Former president Pervez Musharraf on Thursday vowed to face justice and not flee the country in his first interview since being placed under house arrest eight months ago.
“I will face all cases … I will not run away,” he told the ARY television channel in an interview. “These are all fraud (fraudulent) cases which lack any substantial evidence.”
Musharraf has faced a range of criminal cases dating back to his 1999-2008 rule since returning to Pakistan from self-imposed exile in March. The courts have granted him bail in four main cases, but he remains under virtual house arrest due to threats to his life by the Taliban. He is also on the “exit control list,” which prevents him from traveling out of the country without seeking permission from the government.

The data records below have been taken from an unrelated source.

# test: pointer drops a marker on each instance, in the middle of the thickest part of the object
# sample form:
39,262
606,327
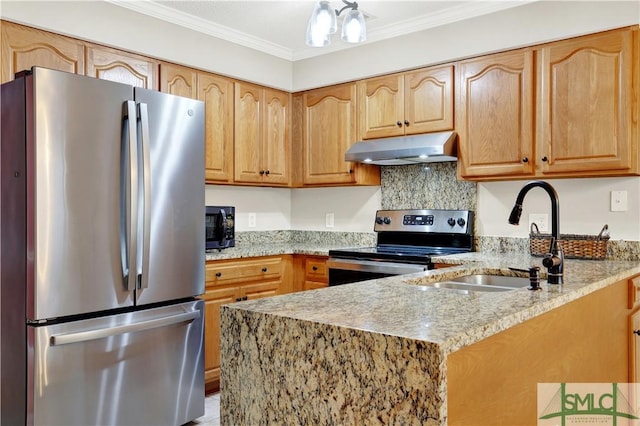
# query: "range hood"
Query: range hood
425,148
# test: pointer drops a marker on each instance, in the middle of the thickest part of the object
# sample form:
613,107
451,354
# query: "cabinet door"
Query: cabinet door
494,114
428,100
585,98
381,107
260,290
634,348
276,145
114,65
179,81
329,129
248,133
24,47
217,94
213,299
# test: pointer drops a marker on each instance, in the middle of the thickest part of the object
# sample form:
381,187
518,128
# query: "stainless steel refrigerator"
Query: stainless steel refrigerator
102,253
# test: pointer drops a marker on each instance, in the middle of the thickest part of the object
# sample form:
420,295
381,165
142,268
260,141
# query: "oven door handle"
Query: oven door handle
390,268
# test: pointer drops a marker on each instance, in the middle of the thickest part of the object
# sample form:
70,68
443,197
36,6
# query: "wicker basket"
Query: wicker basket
574,246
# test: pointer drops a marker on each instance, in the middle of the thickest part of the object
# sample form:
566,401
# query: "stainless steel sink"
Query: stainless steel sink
481,283
493,280
467,287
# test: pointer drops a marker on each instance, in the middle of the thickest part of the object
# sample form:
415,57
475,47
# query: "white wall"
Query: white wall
354,208
584,207
299,209
122,28
529,24
272,206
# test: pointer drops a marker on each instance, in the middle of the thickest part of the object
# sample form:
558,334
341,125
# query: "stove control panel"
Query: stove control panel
425,221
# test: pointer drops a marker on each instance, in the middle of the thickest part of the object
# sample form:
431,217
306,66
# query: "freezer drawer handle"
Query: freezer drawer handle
84,336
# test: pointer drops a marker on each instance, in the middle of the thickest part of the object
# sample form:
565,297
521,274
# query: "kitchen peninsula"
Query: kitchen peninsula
394,351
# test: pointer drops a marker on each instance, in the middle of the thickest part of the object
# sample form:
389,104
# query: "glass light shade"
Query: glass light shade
316,37
354,28
324,18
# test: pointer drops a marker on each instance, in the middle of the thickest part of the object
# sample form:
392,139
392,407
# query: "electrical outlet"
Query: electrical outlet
329,219
540,219
619,201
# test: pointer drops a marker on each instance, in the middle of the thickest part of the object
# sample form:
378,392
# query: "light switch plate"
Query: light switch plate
329,219
541,219
619,201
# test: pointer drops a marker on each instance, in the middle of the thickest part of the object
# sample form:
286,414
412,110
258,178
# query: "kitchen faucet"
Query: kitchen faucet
554,259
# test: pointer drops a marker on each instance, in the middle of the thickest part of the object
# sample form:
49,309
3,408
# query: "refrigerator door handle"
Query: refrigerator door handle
85,336
129,189
143,255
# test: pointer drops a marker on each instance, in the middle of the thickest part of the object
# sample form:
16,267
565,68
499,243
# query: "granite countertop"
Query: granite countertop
272,250
400,306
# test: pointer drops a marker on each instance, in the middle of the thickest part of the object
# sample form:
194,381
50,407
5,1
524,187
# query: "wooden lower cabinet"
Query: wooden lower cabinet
494,381
316,273
230,281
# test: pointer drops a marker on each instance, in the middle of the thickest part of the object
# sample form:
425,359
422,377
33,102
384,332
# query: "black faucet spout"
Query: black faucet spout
554,260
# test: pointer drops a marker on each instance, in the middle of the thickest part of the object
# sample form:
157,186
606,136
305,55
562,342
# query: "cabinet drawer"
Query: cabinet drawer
243,271
316,269
634,292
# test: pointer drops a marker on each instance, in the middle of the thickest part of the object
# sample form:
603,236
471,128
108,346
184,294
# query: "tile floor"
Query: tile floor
211,412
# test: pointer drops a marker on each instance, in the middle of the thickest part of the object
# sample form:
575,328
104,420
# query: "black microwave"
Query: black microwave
220,227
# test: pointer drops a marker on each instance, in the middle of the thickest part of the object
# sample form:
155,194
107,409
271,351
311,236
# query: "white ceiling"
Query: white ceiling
278,27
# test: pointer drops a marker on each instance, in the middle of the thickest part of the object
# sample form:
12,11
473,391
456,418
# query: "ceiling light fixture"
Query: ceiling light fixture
324,22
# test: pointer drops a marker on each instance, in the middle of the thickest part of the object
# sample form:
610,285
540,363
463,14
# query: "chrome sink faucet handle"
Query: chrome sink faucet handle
554,259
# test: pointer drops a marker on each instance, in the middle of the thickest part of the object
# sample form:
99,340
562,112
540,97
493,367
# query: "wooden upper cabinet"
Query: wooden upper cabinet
276,148
262,135
329,128
576,117
178,80
494,114
248,135
25,47
114,65
405,104
217,94
428,100
381,106
585,100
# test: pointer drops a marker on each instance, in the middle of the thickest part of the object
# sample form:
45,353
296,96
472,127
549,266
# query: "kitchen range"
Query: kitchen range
102,253
406,241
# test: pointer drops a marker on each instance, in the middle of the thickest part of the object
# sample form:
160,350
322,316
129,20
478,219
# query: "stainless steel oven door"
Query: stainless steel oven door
345,271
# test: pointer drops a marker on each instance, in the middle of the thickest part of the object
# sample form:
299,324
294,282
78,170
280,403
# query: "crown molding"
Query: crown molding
420,23
195,23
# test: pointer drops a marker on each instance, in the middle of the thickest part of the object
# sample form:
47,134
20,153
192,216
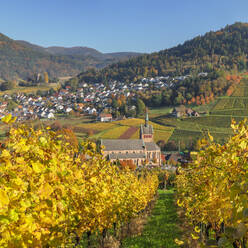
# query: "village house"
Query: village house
105,117
143,151
182,111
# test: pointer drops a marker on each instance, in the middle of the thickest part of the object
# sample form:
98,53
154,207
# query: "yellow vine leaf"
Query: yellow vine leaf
4,199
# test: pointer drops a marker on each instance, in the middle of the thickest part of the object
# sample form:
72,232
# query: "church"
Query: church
142,151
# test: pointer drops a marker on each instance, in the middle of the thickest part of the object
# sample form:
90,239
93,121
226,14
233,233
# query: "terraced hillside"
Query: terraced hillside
128,129
189,130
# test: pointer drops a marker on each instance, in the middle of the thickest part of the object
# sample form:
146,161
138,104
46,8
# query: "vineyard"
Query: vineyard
125,129
52,196
217,121
213,191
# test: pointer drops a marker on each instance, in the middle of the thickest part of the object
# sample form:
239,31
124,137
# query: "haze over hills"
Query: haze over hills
21,59
225,49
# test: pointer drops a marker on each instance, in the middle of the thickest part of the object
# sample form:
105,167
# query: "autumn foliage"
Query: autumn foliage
213,190
50,196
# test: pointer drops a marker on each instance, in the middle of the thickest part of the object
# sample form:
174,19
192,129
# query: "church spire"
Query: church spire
147,118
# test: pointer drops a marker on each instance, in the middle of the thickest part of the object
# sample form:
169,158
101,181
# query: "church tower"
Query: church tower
146,131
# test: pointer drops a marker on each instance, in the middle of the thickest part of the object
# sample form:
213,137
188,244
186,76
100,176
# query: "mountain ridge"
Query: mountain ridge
224,49
21,59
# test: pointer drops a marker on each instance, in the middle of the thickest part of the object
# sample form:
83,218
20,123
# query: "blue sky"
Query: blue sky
117,25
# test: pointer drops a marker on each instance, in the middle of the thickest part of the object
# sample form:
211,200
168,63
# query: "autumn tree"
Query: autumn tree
46,78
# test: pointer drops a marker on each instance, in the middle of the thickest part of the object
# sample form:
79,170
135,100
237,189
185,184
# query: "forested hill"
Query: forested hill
20,59
225,49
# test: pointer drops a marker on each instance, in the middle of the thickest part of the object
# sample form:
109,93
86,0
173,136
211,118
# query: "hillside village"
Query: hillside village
89,99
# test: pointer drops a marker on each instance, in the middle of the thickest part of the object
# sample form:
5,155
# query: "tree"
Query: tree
8,85
51,194
140,107
46,78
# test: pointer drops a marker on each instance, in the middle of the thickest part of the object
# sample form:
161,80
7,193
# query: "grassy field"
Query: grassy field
162,226
217,119
113,130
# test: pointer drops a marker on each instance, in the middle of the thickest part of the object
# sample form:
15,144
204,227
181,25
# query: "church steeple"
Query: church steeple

In November the government announced it would put the 70-year-old on trial for high treason and he has been ordered to appear before a special court on Dec. 24. The treason accusation relates to Musharraf’s decision in 2007 to impose emergency rule shortly before the Supreme Court was due to decide on the legality of his re-election as president a month earlier, while he was still Army chief.
There have been persistent rumors that a deal would be struck to allow Musharraf to leave the country without standing trial to avoid a clash between the government and the military. However, aides to the former commando have said he wants to stay and clear his name of all the charges against him. So far the cases have proceeded slowly, edging from adjournment to adjournment with little clear progress apart from the granting of bail.

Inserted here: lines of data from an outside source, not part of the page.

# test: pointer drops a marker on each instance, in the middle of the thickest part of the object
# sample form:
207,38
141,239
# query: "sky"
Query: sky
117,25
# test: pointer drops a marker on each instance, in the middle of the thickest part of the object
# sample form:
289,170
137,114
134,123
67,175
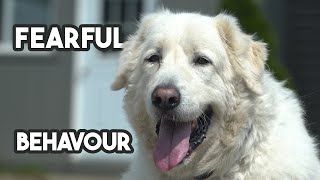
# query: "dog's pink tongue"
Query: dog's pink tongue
172,145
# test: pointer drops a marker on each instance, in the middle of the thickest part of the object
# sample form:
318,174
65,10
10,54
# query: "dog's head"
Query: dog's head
183,74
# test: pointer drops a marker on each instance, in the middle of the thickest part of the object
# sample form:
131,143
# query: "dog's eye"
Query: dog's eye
154,58
201,60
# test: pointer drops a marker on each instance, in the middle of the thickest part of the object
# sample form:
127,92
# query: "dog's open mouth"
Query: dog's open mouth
176,141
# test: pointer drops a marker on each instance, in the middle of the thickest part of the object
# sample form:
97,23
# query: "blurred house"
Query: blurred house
61,90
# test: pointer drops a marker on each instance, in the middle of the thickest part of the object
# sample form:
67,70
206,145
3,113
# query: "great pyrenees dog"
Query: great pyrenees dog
203,106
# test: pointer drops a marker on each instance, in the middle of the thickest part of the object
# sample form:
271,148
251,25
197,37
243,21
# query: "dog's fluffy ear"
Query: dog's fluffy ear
127,63
247,55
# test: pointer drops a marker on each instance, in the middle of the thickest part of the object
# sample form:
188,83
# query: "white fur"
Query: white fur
257,131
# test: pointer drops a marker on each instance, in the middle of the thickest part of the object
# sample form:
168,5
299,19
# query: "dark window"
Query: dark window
1,16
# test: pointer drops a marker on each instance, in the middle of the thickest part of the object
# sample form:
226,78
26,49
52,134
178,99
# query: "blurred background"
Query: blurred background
61,90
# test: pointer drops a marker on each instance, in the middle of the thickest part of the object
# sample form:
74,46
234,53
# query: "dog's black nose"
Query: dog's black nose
165,98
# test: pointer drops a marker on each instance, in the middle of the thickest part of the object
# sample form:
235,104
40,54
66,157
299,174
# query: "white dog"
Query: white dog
204,107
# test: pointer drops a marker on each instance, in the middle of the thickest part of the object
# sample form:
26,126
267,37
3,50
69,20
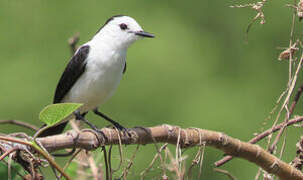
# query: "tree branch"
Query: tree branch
261,136
172,134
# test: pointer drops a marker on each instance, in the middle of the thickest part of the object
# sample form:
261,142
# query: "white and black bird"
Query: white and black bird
95,70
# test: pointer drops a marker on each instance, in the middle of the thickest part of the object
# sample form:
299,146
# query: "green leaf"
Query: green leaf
54,113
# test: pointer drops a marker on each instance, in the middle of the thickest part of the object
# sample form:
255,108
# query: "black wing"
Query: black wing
72,72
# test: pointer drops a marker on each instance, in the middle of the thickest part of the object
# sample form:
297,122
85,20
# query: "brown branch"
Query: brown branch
20,123
261,136
188,138
298,161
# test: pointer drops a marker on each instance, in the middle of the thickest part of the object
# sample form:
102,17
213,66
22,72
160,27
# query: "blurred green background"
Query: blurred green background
197,72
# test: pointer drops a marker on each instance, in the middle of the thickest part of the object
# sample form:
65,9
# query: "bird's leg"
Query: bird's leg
117,125
81,118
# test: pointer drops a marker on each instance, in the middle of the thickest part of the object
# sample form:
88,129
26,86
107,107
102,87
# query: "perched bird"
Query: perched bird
95,70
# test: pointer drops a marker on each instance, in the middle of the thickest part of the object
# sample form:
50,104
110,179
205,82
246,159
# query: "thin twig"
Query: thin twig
292,86
225,172
20,123
130,163
106,163
261,136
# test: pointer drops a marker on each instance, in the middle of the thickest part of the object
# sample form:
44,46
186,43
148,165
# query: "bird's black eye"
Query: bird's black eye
123,26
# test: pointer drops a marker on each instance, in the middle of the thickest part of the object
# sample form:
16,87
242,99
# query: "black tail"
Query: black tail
58,129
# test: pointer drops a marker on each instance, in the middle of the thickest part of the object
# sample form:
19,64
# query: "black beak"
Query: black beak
144,34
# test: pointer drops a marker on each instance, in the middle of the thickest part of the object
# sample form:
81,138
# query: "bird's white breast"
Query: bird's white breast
104,69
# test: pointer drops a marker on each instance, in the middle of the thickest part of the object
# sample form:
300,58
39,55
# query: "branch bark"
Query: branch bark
169,134
89,140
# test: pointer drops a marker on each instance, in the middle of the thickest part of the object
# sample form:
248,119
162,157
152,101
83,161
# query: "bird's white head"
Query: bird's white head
121,31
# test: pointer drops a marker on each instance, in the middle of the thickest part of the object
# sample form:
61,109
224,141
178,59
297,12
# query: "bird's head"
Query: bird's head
122,31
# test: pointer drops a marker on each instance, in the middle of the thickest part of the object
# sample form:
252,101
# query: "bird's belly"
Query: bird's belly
95,87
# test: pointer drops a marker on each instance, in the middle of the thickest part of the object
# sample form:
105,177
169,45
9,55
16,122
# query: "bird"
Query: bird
95,70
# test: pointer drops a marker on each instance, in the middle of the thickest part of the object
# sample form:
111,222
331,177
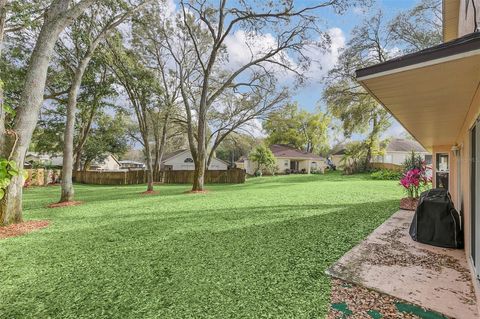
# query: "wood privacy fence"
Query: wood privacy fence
233,176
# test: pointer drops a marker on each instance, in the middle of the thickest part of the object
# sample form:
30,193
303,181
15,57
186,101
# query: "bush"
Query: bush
386,174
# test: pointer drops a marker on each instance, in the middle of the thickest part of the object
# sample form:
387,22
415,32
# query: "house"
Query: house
182,160
398,150
34,159
127,164
110,163
287,159
337,157
435,95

“I will Insha’Allah (God willing) get out of this pressure because I am pretty sure I did not commit any wrong thing … whatever I did was for the betterment and welfare of Pakistan and its people,” Musharraf told ARY.
When asked if he thinks the present government will complete its tenure, Musharraf said: “My good wishes are with them if they promote good governance. I will support (Prime Minister) Nawaz Sharif if he does any good for the country.”
Musharraf overthrew the government of Sharif—elected to power again in May this year—in a bloodless military coup in October 1999, but a year later the Supreme Court validated the takeover.
During the interview, the former general said that he supported the policy of holding peace talks with the Taliban but only from a “position of strength and not weakness.” As president he had ordered several military operations against the insurgents in the troubled northwest.
“Whether it is Tehreek-e-Taliban Pakistan (TTP) or its chief Maulana Fazalullah, they are our own people who have got distracted. But they should not be begged for any talks … they should know that the state is always very powerful and that they should not challenge the state,” Musharraf said.